Presentation on theme: "What’s that gas?. Many chemical reaction produce a gas as one of the products. To identify a particular gas, we have to collect it. The way we do."— Presentation transcript:
Many chemical reaction produce a gas as one of the products. To identify a particular gas, we have to collect it. The way we do this depends on: 1. the density of the gas – is it heavier or lighter than air? 2. the solubility of the gas in water – is it soluble or insoluble? Gas can be collected in gas syringe, but it is easier to identify a gas if we collect it in a test tube (put a bung on the tube!) There are three ways we can collect a gas in a test tube: downward displacement – for gases lighter than air (e.g. hydrogen, ammonia) upward displacement – for gases heavier than air (e.g. carbon dioxide, chlorine, hydrogen chloride) downward displacement of water – for gases which are insoluble or slightly soluble in water (e.g. hydrogen, oxygen)
Identifying hydrogen You put a lighted splint at the mouth of the test tube. If the gas is hydrogen it burns with a squeaky “pop”. The hydrogen reacts with oxygen in the air to cause a small explosion when a flame or spark is present. Identifying oxygen You put a glowing splint into the test tube. If the gas is oxygen the splint will relight. The splint is made of wood and wood is a fuel. Fuels burn better in oxygen than in air because there is no nitrogen to dilute the oxygen. The splint will burn much better in pure oxygen – so much so that the glowing splint will relight.
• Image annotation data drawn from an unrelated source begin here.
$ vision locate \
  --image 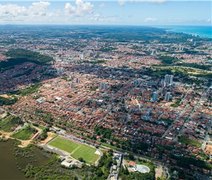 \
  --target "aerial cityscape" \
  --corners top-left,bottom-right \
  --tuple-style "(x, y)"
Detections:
(0, 0), (212, 180)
Using the litmus test for ammonia We call tell if a gas is acidic or alkaline by holding a piece of damp litmus paper at the mouth of the test tube. If the gas is alkaline it will turn red litmus paper blue. The gas is certainly ammonia if there is a strong sharp smell as well. If the given off gas in a reaction is acidic, it will turn damp blue litmus paper red. Identifying carbon dioxide If we think that a gas given off is carbon dioxide, we can bubble it through limewater – limewater will turn milky or cloudy.
A simpler way is to test carbon dioxide is to simply put a drop of limewater on the end of a flattened glass rod and hold it above the reaction mixture (take care that drop does not fall off!). Limewater is a colourless solution of calcium carbonate. When carbon dioxide bubble through it, a fine precipitate of calcium carbonate is formed: Ca(OH) 2(aq) + CO 2(g) → CaCO 3(s) + H 2 O (l) calcium hydroxide + carbon dioxide → calcium carbonate + water Carbon dioxide is acidic oxide and it reacts with a base to form a salt and water. If you bubble the carbon dioxide through the limewater for too long, the limewater goes colourless again. This is because the calcium carbonate dissolves to form soluble calcium hydrogencarbonate.
Identifying chlorine Chlorine is poisonous green gas. If you think chlorine is going to be released, you should carry out the test in a fume cupboard. Put damp litmus paper or universal indicator paper at the mouth of the test tube. The indicator paper turns white – it is bleached.